Depuis, d'héritage en héritage, elle n'a pas quitté le giron. Empruntant aux styles génois, toscan et piémontais, la villa - ultérieurement complétée par une chapelle et des écuries - a été agrandie aux XVIIe et XVIIIe siècles. Bien qu'ornée d'un portique et surmontée d'un fronton triangulaire, la façade, qui pourrait «juste» être celle d'une grande maison cossue, ne paie pas de mine, si on peut dire. L'intérieur, en revanche, en impose, avec ses salons ornés de gypseries, son escalier à fresques de style baroque et son pavillon d'été décoré de muses peintes en trompe-l'œil et gardé par six bustes en marbre de Carrare récemment restaurés.
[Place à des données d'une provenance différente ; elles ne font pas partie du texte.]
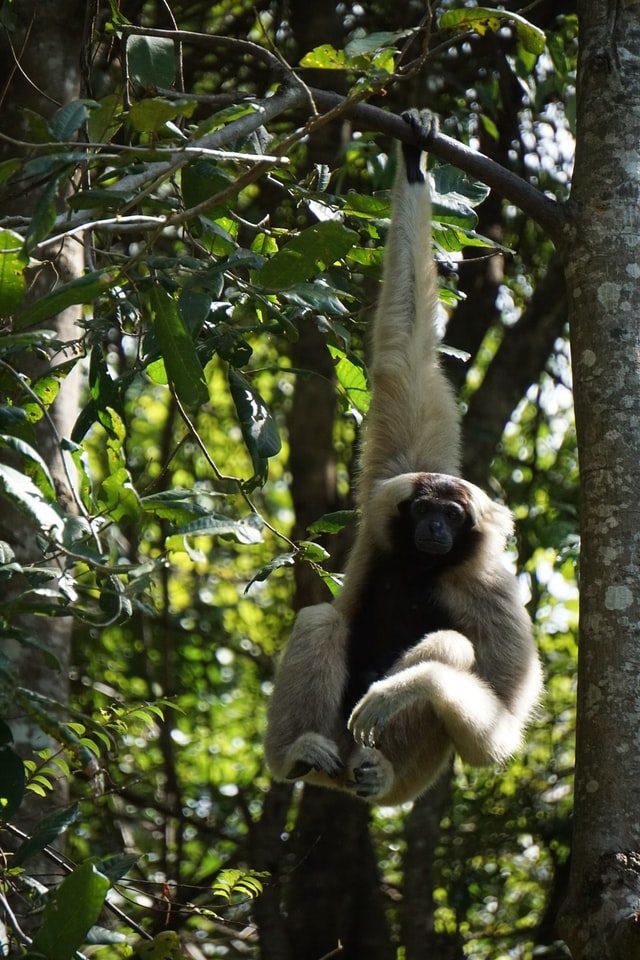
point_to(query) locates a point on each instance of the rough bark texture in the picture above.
(601, 915)
(48, 43)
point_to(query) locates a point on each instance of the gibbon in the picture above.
(428, 648)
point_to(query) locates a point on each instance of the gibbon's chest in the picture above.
(397, 607)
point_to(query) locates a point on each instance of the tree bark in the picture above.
(600, 918)
(48, 43)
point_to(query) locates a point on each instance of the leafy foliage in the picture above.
(163, 525)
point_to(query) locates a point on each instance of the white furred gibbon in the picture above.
(428, 648)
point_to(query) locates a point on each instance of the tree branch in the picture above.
(548, 213)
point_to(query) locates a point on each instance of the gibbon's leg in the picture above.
(304, 717)
(370, 774)
(413, 422)
(478, 723)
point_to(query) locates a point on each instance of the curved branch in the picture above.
(546, 212)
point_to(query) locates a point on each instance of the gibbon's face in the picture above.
(435, 523)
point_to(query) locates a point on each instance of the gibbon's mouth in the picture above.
(433, 546)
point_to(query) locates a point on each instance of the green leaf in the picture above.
(84, 289)
(313, 250)
(26, 450)
(374, 41)
(12, 264)
(164, 946)
(119, 495)
(247, 530)
(70, 912)
(48, 830)
(68, 119)
(200, 181)
(325, 57)
(151, 61)
(44, 215)
(177, 348)
(177, 505)
(258, 427)
(151, 115)
(115, 866)
(317, 296)
(332, 522)
(352, 378)
(247, 883)
(23, 491)
(105, 121)
(448, 179)
(284, 560)
(482, 19)
(12, 782)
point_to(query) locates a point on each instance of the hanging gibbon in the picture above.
(428, 648)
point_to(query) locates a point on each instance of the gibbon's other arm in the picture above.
(413, 423)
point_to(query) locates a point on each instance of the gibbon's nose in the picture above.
(438, 530)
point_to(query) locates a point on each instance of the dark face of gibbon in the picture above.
(434, 526)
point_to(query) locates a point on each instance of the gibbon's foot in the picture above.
(371, 774)
(425, 126)
(310, 752)
(374, 711)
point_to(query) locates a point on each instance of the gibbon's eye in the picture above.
(454, 513)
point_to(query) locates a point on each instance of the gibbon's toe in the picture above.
(423, 123)
(370, 716)
(371, 776)
(298, 770)
(315, 753)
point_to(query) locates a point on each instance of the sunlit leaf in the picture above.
(48, 830)
(313, 250)
(68, 119)
(151, 61)
(71, 910)
(12, 781)
(12, 264)
(178, 350)
(482, 19)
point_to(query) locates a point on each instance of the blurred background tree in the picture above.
(229, 235)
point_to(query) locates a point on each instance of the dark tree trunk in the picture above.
(600, 919)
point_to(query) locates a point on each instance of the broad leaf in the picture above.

Propriété privée faisant figure d'aïeule des villas, Châteauneuf ne se visite qu'aux Journées du patrimoine et parfois en groupe.
La villa Kérylos
«L'esprit grec fut à la fois chez lui rêve et réalité, mémoire et présent.» (Fabrice Reinach, petit fils de Théodore Reinach, non daté).
A la fois juriste, archéologue, numismate, historien, politicien, musicologue et mathématicien, Théodore Reinach (1860-1928) n'avait rien d'un barjo. Mais, à Beaulieu-sur-Mer, le député de Savoie n'en poussera pas moins à l'extrême sa passion pour l'Antiquité grecque en faisant bâtir - pour 6 à 9 millions de francs-or - à l'aube du XXe siècle l'imposante Kérylos, réplique des villas de l'île de Délos du IIe siècle avant notre ère. Vestibule d'entrée, thermes, péristyle, salon dédié aux arts… tout y est, en VO (Oïkos, Triptolème, Balaneion), richement meublé, soigneusement ordonnancé et, aujourd'hui, complété par des objets archéologiques (statuettes, monnaies, amphores…) dans des vitrines. Apparemment «excentrique», la demeure ne fut pourtant pas réputée pour ses priapées. Endroit au contraire fort studieux, on y travaillait, recevait des hôtes de marque (les rois Léopold II et Gustav V, le président Armand Fallières…) ou on s'y reposait l'été, bercé par l'apaisant bruit des vagues que l'on entend dans toutes les pièces.
La villa Kérylos, inspirée des demeures de la Grèce antique, à Beaulieu-sur-Mer, le 11 janvier. OTTAVIA FABBRI
Pratique
Y manger. Aux adresses du moment, au rapport qualité / prix fort discutable (cf. le très surfait Canon ou O'Quotidien), préférer les valeurs sûres que sont, dans le Vieux-Nice, le Bistrot d'Antoine, le Safari et, surtout, le Bar des oiseaux (imbattable menu du midi à 20 €). Rens. : 04 93 80 27 33.
Y dormir. L'hôtel Windsor est l'adresse de référence. Havre culturel avec ses chambres décorées par des artistes de renom, il se visite comme un musée et offre un confort très appréciable (piscine, fitness, jardin luxuriant) à des tarifs hypercompétitifs (env. 100 €). Rens. : Hotelwindsornice.com
A voir
La villa des Palmiers 7, av. de Fabron, Nice. Entrée libre. Rens. : 04 93 86 77 44.
Villa Eilenroc 460, av. Mrs Beaumont, Cap d'Antibes. Visite de la villa et des jardins selon la saison. Rens. : 04 93 67 74 33.
La villa Kérylos impasse Gustave-Eiffel, Beaulieu-sur-Mer. Rens. : Villakerylos.fr
La Villa de Châteauneuf 170, av. de Gairaut, Nice.